Marketing Week is to change from a weekly to a monthly magazine as part of publisher Centaur Media’s long-term plan to move away from print.
Chief executive Andria Vidler told Press Gazette the move was part of the “evolution” of the Marketing Week brand and the result of its growing income digital and events operations.
The brand is set to keep its title, despite the change from a weekly publication, with online reporting to continue on a daily basis while print is set to offer more “in-depth analysis, trends and reports”.
Vidler said the move was due to Marketing Week’s “significant success online”, claiming in January it recorded 328,000 unique monthly visitors to the website, up more than 100 per cent year-on year.
Weekly magazine The Lawyer, also published by Centaur Media, is expected to move to a monthly print frequency in April with proposals to make Employee Benefits magazine an online-only offering (following Design Week which went online-only last year).
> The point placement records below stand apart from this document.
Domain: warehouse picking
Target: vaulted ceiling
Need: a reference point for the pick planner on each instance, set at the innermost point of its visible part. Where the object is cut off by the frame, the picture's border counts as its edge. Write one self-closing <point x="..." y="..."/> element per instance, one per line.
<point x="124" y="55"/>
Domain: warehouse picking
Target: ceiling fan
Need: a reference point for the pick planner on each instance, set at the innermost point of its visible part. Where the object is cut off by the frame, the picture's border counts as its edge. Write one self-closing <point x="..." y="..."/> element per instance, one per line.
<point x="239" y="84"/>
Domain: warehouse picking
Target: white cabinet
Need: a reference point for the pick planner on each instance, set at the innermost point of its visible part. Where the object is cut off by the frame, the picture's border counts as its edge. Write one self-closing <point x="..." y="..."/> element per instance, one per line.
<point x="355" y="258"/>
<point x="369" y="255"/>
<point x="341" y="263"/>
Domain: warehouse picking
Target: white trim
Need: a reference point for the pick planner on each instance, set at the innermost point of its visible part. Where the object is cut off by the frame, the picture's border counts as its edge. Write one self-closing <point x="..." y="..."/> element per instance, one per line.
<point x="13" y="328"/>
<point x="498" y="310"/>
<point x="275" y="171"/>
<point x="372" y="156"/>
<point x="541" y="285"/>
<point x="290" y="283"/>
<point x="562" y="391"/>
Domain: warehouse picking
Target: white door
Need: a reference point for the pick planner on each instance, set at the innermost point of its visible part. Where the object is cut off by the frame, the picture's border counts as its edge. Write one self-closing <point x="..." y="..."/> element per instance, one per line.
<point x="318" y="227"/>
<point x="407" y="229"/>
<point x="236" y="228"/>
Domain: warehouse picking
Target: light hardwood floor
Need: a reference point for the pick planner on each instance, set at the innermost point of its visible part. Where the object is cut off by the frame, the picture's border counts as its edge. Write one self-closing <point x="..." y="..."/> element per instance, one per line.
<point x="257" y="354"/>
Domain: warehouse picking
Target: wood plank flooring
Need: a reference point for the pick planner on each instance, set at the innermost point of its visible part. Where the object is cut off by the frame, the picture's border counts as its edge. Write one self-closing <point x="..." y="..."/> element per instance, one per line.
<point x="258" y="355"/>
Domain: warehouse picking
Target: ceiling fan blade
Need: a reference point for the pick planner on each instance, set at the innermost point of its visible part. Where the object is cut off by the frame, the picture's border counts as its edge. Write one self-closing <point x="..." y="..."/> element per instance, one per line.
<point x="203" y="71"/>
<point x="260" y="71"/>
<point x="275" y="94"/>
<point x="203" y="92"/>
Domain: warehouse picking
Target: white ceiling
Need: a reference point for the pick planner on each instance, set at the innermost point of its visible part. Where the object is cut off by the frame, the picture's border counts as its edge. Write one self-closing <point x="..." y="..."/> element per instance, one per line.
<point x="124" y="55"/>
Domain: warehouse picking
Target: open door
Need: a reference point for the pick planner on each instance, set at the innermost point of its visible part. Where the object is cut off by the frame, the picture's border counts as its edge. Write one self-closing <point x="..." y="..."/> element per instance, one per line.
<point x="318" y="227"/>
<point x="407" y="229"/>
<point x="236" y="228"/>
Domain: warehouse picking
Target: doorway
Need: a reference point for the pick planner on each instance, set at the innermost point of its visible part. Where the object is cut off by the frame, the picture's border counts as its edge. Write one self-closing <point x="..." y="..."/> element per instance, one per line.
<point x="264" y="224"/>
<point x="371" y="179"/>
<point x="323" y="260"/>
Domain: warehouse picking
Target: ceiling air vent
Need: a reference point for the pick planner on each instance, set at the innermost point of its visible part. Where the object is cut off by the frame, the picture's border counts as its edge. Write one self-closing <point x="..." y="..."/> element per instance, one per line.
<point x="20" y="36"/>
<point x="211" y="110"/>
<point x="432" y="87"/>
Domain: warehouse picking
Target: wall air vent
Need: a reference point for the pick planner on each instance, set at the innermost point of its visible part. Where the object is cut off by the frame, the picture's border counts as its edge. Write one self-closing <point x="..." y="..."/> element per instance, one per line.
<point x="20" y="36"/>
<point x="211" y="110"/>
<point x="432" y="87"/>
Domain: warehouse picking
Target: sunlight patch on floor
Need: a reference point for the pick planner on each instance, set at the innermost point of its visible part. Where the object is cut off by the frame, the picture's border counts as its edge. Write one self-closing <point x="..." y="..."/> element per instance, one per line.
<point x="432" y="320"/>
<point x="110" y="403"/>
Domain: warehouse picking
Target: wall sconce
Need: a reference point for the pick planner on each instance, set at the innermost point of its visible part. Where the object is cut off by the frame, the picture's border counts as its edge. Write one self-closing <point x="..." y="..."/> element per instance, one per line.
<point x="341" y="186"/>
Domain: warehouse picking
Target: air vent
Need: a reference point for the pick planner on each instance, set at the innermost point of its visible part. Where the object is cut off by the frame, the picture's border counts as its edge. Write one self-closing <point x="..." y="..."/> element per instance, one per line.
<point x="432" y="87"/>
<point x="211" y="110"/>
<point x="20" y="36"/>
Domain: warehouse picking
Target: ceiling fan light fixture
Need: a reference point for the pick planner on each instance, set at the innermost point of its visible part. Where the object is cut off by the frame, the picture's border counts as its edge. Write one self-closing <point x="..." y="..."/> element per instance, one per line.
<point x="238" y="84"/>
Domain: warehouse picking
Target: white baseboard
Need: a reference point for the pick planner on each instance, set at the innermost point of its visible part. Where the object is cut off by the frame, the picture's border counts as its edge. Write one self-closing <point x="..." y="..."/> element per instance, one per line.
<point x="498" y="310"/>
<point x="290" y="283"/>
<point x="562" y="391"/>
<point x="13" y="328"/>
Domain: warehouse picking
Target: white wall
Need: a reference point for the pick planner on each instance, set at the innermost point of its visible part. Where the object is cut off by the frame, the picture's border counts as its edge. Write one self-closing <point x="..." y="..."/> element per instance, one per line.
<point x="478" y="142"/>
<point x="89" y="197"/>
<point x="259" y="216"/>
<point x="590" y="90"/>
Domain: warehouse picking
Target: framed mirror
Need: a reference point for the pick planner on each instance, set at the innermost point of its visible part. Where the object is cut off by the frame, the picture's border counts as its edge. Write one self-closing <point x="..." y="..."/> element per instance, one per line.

Vidler, who was appointed chief executive in November 2013, said the changes had been made possible by the £1.5m investment in digital made by the company under her watch.
“I pressed our board to let me invest in this business to ensure they were never in a place to cut these magazines purely on cost,” she said. “That would have been detrimental to these brands.”
After three years, she said a number of the brands had now reached a “pivotal point” and were “choosing to change the frequency of their print products”.
“It’s been led deliberately by a strategy,” said Vidler. “We were determined to be able to diversify the formats and our revenue streams to enable the brands to be strong in the future.”
She said the intention of the strategy had not been to “eradicate print”, adding: “Print isn’t disappearing at Centaur at all but it is evolving in being able to have a role that is distinct and complimentary to digital.”
“Print has a role in our community’s lives and what we wanted to do was to ensure that the brands had options and had the flexibility and the infrastructure to be able to be really agile and adapt to what that community needed at whatever time, and that’s what I’m proud of.”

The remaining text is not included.